Budget is biggest battle in MEP’s response to Horizon 2020

Amalia Sartori, a conservative MEP from Italy, has been elected the next head of the European Parliament’s Industry, Research and Energy committee, which develops the Parliament’s research policy.

Sartori, whose appointment was confirmed on 23 January, is among many new holders of influential parliamentary positions including president social democrat MEP Martin Schulz from Germany.

Sartori takes over from Germany’s Herbert Reul, also a conservative, who has headed the committee for the past three years. Sartori, a University of Padua literature graduate, was elected to the European Parliament in 1999, and has sat on other committees, such as the temporary climate-change committee.

She takes over at the Itre committee just as the Parliament is battling with the Council over the development of Horizon 2020, the follow-up to the Framework 7 research funding programme.

Outgoing chairman Reul believes that Sartori will maintain the conservative European People’s Party’s ‘business-friendly’ attitude towards research. As the overall composition of the Itre committee stays the same it is unlikely that the committee will change its course dramatically, he says.

Sartori told Research Europe: “The main problem that Italy has, and Europe too, in part, is that the private sector has to increase engagement in research.” How business engages with universities in the United States “might be an example for all of us,” she says.

However, the greatest challenge for Sartori, Reul says, is ensuring that Horizon 2020 gets significantly more money than Framework 7, an issue on which the Parliament is clashing with cash-strapped member states in the Council of Ministers. “Realistically this will be very difficult,” he says. “Maybe we have to talk more about how we can design the funds we already have to be more effective.”

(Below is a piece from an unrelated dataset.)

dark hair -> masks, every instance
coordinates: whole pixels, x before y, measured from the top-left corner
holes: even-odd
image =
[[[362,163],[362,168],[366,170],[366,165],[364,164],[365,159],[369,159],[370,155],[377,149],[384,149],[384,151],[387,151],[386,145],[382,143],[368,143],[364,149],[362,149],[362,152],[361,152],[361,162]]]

Parliament’s response to the Horizon 2020 proposal is due to be finalised by Itre in October, and is expected to be adopted by MEPs in November this year. In preparation, Itre has appointed four rapporteurs for Horizon 2020, whose job it will be to prepare a response to the Commission’s proposal for the programme. Spain’s Teresa Riera Madurell, a socialist MEP, will report on the programme’s structure while Germany’s conservative MEP Christian Ehler will cover rules for participation. The European Institute of Innovation and Technology’s overall agenda will be analysed by Portugal’s Marisa Matias of the Left bloc and the EIT’s structure and rules will be the responsibility of Green MEP Philippe Lamberts, from Belgium.

This early shuffle in the European Parliament is in part due to an agreement between the conservative European People’s Party and the social democrat PSD party, who formed a coalition in 2009. The two groups agreed that the conservatives would take over the presidency mid-way through their five-year term.

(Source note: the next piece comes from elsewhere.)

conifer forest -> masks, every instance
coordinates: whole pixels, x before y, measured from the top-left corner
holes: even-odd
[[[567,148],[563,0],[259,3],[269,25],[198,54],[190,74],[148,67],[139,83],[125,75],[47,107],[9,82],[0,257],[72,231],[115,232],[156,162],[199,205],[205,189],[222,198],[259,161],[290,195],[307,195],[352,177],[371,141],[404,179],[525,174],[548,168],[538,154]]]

The Parliament’s incoming president Schulz from the PSD was elected on 16 January. Although Schulz has no previous research experience, the research community has welcomed his appointment. One commentator pointed out that former president Jerzy Buzek, while officially the Parliament’s rapporteur for Framework 7, rarely commented on research matters during his presidency.

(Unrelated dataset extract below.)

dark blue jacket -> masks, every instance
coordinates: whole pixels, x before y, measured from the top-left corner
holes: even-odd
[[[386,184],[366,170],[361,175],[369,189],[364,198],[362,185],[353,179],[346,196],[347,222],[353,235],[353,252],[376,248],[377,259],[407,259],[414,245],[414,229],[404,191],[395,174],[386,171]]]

“Schulz is one of the more visible, hard-working and enthusiastic MEPs,” European Commission research adviser Horst Soboll says. “If he insists on a quick approval process of Horizon 2020, a process which was delayed last time round and caused a lot of damage to the Parliament’s position, then he’s going to be a big advantage for the research community.”

Reul himself, who has chaired the Itre committee since 2009, becomes chairman of Germany’s conservative group within the EPP. His experience at Itre, he says, will continue to influence his work.

“If you hold this post for a while then you know that research is of the highest importance to Europe’s future development,” he says.